NLP MODELS FOR ARTISTIC STATEMENT GENERATION
DOI:
https://doi.org/10.29121/shodhkosh.v6.i1s.2025.6673Keywords:
Natural Language Processing, Generative AI, Reinforcement Learning, Vision Language Fusion, Creativity, Transformer Models, Parallel Multimodal Learning, Creative Text GenerationAbstract [English]
In this paper we propose a multimodal vision-language multimodality detransformer framework for coherent, expressive, and visually grounded artistic statement generation, which takes advantage of multimodal vision- and language modeling on top of a strong transformer-based text generation network. The proposed system is comprised of a visual encoder to interpret compositional and stylistic aspects of an artwork, a fine-tuned transformer decoder that acts as a conceptually rich story engine and a cross-modal fusion module to ensure the alignment between visual clues and linguistic output.

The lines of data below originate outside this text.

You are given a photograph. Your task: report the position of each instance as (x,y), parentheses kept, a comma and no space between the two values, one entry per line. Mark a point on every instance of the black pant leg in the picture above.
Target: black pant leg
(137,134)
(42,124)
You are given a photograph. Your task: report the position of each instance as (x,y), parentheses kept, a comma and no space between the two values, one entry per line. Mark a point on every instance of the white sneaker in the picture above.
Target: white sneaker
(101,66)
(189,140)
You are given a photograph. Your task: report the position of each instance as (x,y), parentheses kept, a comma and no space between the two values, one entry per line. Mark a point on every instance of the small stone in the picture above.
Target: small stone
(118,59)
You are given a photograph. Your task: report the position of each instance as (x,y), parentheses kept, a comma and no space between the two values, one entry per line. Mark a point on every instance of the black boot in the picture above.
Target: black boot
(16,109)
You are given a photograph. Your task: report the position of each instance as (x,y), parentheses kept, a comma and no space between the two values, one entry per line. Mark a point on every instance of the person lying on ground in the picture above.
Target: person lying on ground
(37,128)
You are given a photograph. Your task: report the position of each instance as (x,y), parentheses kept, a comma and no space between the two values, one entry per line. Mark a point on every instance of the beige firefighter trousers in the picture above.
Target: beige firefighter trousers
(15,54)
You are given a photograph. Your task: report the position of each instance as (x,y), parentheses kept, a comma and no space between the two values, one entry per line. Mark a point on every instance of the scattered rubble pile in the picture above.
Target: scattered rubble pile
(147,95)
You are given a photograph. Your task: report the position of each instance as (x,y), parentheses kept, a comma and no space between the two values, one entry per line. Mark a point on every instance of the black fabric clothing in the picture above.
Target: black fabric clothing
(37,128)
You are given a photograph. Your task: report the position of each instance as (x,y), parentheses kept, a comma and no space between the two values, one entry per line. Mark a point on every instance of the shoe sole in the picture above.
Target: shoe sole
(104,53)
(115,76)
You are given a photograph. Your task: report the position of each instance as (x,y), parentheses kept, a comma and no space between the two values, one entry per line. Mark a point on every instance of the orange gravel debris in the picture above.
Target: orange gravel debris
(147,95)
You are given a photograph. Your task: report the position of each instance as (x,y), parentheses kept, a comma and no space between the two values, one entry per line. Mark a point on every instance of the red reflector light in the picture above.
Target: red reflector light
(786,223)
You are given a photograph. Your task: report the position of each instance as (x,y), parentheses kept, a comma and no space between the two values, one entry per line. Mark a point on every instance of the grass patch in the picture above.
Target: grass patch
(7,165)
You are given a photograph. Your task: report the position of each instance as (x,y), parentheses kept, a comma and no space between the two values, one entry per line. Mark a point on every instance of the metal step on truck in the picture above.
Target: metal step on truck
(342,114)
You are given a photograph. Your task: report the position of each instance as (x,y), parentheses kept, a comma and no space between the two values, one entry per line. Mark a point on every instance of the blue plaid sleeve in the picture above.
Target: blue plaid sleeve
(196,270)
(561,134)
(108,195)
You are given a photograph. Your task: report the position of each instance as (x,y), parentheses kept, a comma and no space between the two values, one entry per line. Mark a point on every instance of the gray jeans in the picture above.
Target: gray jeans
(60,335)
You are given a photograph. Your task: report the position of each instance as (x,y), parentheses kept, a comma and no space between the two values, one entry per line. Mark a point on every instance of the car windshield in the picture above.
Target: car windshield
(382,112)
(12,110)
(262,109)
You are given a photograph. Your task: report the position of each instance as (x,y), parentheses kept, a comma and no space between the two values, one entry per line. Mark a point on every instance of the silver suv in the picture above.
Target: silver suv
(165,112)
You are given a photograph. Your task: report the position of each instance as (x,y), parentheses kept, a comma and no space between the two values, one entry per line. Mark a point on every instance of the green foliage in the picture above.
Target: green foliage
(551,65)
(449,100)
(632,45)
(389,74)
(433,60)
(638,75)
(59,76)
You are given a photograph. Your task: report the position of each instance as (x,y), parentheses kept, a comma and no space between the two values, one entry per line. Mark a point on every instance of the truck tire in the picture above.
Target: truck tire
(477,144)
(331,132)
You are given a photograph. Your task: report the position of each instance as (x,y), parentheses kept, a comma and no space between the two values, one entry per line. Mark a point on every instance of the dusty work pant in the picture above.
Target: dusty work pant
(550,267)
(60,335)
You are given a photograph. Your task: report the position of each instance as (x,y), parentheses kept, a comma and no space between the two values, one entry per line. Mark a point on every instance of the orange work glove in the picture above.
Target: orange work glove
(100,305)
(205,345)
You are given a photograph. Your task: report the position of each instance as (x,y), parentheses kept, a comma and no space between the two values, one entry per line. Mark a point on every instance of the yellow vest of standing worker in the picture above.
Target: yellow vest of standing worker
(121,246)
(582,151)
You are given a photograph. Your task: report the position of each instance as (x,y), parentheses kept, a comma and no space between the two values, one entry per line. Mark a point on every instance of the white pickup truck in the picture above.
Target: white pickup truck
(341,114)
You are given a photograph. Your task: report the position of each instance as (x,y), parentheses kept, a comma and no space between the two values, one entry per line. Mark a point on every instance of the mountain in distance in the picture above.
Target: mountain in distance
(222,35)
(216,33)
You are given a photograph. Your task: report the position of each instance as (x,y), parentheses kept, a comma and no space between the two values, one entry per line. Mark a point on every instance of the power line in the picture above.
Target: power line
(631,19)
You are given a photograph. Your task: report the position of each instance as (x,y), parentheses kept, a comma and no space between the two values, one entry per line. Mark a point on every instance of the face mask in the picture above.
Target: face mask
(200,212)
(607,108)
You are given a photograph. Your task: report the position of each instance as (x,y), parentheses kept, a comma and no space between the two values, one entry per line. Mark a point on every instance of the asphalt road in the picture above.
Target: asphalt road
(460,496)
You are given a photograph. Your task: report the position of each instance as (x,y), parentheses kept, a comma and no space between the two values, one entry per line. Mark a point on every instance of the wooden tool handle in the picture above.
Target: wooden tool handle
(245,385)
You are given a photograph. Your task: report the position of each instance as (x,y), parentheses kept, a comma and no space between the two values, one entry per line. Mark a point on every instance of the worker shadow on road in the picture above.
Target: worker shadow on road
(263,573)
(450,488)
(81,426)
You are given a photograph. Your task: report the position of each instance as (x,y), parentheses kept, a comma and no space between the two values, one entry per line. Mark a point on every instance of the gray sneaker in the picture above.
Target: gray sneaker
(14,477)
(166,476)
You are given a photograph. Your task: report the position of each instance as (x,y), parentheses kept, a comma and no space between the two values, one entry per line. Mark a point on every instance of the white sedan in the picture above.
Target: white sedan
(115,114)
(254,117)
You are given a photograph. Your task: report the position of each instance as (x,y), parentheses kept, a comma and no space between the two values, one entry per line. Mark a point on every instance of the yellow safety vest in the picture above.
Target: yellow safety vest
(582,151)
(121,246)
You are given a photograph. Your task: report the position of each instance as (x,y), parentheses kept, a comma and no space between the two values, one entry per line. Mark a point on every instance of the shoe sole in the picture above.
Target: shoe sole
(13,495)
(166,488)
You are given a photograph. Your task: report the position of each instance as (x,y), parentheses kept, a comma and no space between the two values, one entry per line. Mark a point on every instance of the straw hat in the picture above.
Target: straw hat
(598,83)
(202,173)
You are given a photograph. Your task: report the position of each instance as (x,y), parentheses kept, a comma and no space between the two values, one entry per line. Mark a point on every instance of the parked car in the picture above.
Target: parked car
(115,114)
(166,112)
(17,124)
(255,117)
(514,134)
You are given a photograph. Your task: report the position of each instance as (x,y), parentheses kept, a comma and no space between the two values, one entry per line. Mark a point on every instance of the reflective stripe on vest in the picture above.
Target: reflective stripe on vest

Combined with creative and grounding-based reward mechanisms from reinforcement learning, the interpretive depth and style-grounding are further advanced. Using automated similarity measures, multimodality alignment scores and human expert subjectivity measurement, it is shown that the hybrid model greatly improves over traditional captioning and text-only methods at extracting artistry, emotionality and conceptuality. While the method has great potential, challenges exist in dealing with cultural bias, data limitations, interpretive subjectivity and computational demands. Overall, the research brings forward the field of AI-assisted artistic communication and provides a scalable solution to help artists, curators, educators, and digital art platforms to create quality artistic statements.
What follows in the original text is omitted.